Notebook execution started hanging in jupyter_client 8
gibsondan opened this issue · 5 comments
Hello,
Starting last week, a test in the Dagster papermill / jupyter integration started hanging. The hang coincided with a number of jupyter-related releases, but we were able to isolate the problem to the jupyter-client
8 release - downgrading to the previous release made the problem go away.
To reproduce the problem:
- Check out the dagster github repo at tag 1.1.13, with a python 3.8 venv
- Install tox
- In the
python_modules/libraries/dagstermill
folder, run: tox -vv -e py38 -- -k test_hello_world -x -s
The test will hang while executing a notebook, but the hang will go away if you force the previous version of jupyter-client to be installed instead.
Code in Dagster that executes the notebook: https://github.com/dagster-io/dagster/blob/master/python_modules/libraries/dagstermill/dagstermill/factory.py#L194-L213
Console output during the hang (this shows forever):
Executing: 50%|█████ | 1/2 [00:03<00:03, 3.18s/cell]
Stack trace of the notebook while execution is hanging:
Thread 0x10D504600 (idle): "MainThread"
select (selectors.py:558)
_run_once (asyncio/base_events.py:1823)
run_forever (asyncio/base_events.py:570)
run_until_complete (asyncio/base_events.py:603)
just_run (nbclient/util.py:57)
wrapped (nbclient/util.py:78)
execute (papermill/clientwrap.py:46)
execute_managed_notebook (dagstermill/engine.py:75)
execute_notebook (papermill/engines.py:343)
execute_notebook_with_engine (papermill/engines.py:49)
execute_notebook (papermill/execute.py:107)
_t_fn (dagstermill/asset_factory.py:86)
iterate_with_context (dagster/_utils/__init__.py:457)
_yield_compute_results (dagster/_core/execution/plan/compute.py:145)
execute_core_compute (dagster/_core/execution/plan/compute.py:177)
_step_output_error_checked_user_event_sequence (dagster/_core/execution/plan/execute_step.py:94)
core_dagster_event_sequence_for_step (dagster/_core/execution/plan/execute_step.py:382)
dagster_event_sequence_for_step (dagster/_core/execution/plan/execute_plan.py:265)
inner_plan_execution_iterator (dagster/_core/execution/plan/execute_plan.py:114)
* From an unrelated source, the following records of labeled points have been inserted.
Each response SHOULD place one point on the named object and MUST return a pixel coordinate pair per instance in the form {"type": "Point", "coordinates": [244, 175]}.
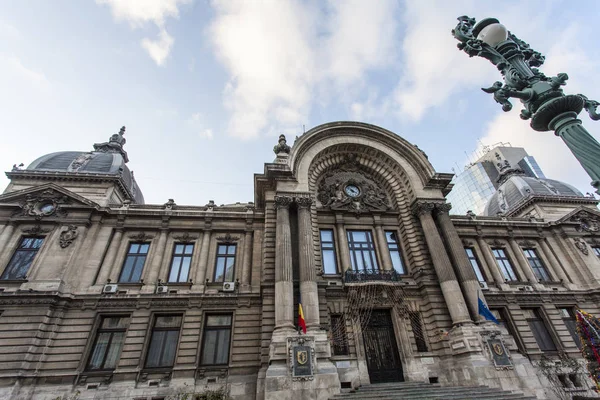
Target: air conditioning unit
{"type": "Point", "coordinates": [110, 288]}
{"type": "Point", "coordinates": [162, 289]}
{"type": "Point", "coordinates": [228, 286]}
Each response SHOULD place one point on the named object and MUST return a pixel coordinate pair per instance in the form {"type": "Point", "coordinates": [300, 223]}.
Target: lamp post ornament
{"type": "Point", "coordinates": [542, 97]}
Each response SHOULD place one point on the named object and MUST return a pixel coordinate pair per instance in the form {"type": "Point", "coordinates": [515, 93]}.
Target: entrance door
{"type": "Point", "coordinates": [381, 350]}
__iter__ (dagster/_core/execution/api.py:1103)
execute (dagster/_core/executor/multiprocess.py:93)
_execute_command_in_child_process (dagster/_core/executor/child_process_executor.py:79)
run (multiprocessing/process.py:108)
_bootstrap (multiprocessing/process.py:315)
_main (multiprocessing/spawn.py:129)
spawn_main (multiprocessing/spawn.py:116)
<module> (<string>:1)
Let me know if any other information would be helpful.
I wonder if this is the same issue that we're seeing with nbclient+jupyter_client 8: jupyter/nbclient#272
Our CI also started failing, and we narrowed it down to jupyter_client 8 (we run some of our examples with papermill, which uses jupyter_client).
we didn't try downgrading to jupyter_client 7 since we already built an in-house notebook executor, and migrating to it fixed the issues.
Ah, this was a gap in testing for nbclient
, because we've been testing it against main
as a downstream project.
I'm closing this in favor of jupyter/nbclient#272.